The paper discusses the issues of implementing an adaptive testing system based on the use of artificial neural network (INS) modules, which should solve the problem of intelligent choice of the next question, forming an individual testing trajectory. The aim of the work is to increase the accuracy of the INS to form the level of complexity of the next test question for two types of architectures – direct propagation (FNN – Feedforward Neural Network) and recurrent with long-term short-term memory (LSTM – Long-Short Term Memory). The data affecting the quality of training are analyzed, the architectures of the input layer of the direct propagation INS are considered, which have significantly improved the quality of neural networks. To solve the problem of choosing the thematic block of the question, a hybrid module structure is proposed, including the INS itself and a software module for algorithmic processing of the results obtained from the INS. A study of the feasibility of using direct propagation ANNs in comparison with the LSTM architecture was carried out, the input parameters of the network were identified, various architectures and parameters of the ANN training were compared (algorithms for updating weights, loss functions, the number of training epochs, packet sizes). The substantiation of the choice of a direct distribution network in the structure of the hybrid module for selecting a thematic block is given. The above results were obtained using the Keras high-level library, which allows you to quickly start at the initial stages of research and get the first results. Traditionally, learning has taken place over a large number of eras.

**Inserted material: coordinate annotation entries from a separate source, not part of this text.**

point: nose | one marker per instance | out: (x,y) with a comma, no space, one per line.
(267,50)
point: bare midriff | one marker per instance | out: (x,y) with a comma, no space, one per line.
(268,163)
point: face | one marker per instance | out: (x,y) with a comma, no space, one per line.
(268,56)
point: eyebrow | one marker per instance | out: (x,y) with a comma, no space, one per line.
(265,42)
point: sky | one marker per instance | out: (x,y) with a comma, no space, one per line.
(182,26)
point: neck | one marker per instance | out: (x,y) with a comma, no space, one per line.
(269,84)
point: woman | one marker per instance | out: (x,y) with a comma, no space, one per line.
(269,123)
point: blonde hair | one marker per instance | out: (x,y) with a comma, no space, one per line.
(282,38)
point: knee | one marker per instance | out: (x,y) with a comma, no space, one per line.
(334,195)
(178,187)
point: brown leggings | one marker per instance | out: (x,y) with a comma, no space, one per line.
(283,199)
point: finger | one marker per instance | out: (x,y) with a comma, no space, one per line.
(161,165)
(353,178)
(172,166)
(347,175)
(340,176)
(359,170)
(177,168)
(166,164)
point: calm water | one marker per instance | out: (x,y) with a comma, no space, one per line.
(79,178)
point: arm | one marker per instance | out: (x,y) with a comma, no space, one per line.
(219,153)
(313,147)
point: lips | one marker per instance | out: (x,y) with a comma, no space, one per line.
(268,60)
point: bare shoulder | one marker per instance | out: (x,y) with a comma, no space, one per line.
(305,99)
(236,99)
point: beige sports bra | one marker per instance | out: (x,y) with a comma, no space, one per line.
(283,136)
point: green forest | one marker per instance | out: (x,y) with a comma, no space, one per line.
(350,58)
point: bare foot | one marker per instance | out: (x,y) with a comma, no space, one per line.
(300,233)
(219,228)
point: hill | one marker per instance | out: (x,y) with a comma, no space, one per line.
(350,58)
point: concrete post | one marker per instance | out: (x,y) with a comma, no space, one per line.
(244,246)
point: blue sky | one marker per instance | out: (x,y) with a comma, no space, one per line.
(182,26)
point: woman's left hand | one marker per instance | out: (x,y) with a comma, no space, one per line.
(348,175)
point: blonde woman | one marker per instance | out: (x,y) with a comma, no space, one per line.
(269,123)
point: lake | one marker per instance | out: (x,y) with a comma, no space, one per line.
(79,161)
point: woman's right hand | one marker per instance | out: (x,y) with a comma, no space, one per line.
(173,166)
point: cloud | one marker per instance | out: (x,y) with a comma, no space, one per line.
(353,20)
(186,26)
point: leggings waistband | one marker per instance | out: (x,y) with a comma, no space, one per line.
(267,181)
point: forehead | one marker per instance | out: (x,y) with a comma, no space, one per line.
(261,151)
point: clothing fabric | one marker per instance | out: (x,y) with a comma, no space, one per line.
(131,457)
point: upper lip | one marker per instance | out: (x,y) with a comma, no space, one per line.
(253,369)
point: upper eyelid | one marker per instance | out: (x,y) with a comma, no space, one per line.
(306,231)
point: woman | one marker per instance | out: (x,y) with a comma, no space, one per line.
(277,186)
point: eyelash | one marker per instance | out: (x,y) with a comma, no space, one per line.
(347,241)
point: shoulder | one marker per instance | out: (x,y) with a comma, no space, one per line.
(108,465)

An ensemble neural network model for planning production programs under conditions of instability of external and internal environmental factors

A model for forecasting deviations of external and internal environmental factors at an industrial enterprise from planned values is proposed. This model is based on an ensemble of artificial neural networks. Improving the accuracy of such forecasts is a pressing research challenge, as accuracy plays a key role in developing enterprise production programs, enabling the sound development of competitive strategies for relationships with suppliers and customers. Forecast accuracy is significantly affected by instability in internal environmental factors (data directly characterizing production processes in terms of their impact on output volumes and product quality) and external factors (demand volume, delivery times, and the quality of components and raw materials). In the research problem statement, instability was understood not as the variability of factor values per se, but as fluctuations in their generalized characteristics relating to the entire data set. Such characteristics include irregular data receipt and the presence of anomalies in them. The novelty of the research results lies in the proposed structure of the neural network model for forecasting deviations of external and internal environmental factors from planned indicators in the face of irregular data receipt and the presence of anomalies in the data, as well as the algorithm for its application. The model is based on an ensemble of three neural network submodels built on convolutional and recurrent neural network architectures that forecast factors in the internal and external environments (taking into account decomposition into micro and macro environments) of the enterprise. The mutual influence of the instability of these factors is taken into account in the model by using a long short-term memory network at its output to aggregate the results of the submodels to produce the final forecast. The results of the model experiment showed that taking into account the instability of factors allows for increased accuracy in forecasting deviations of external and internal environmental factors from planned values.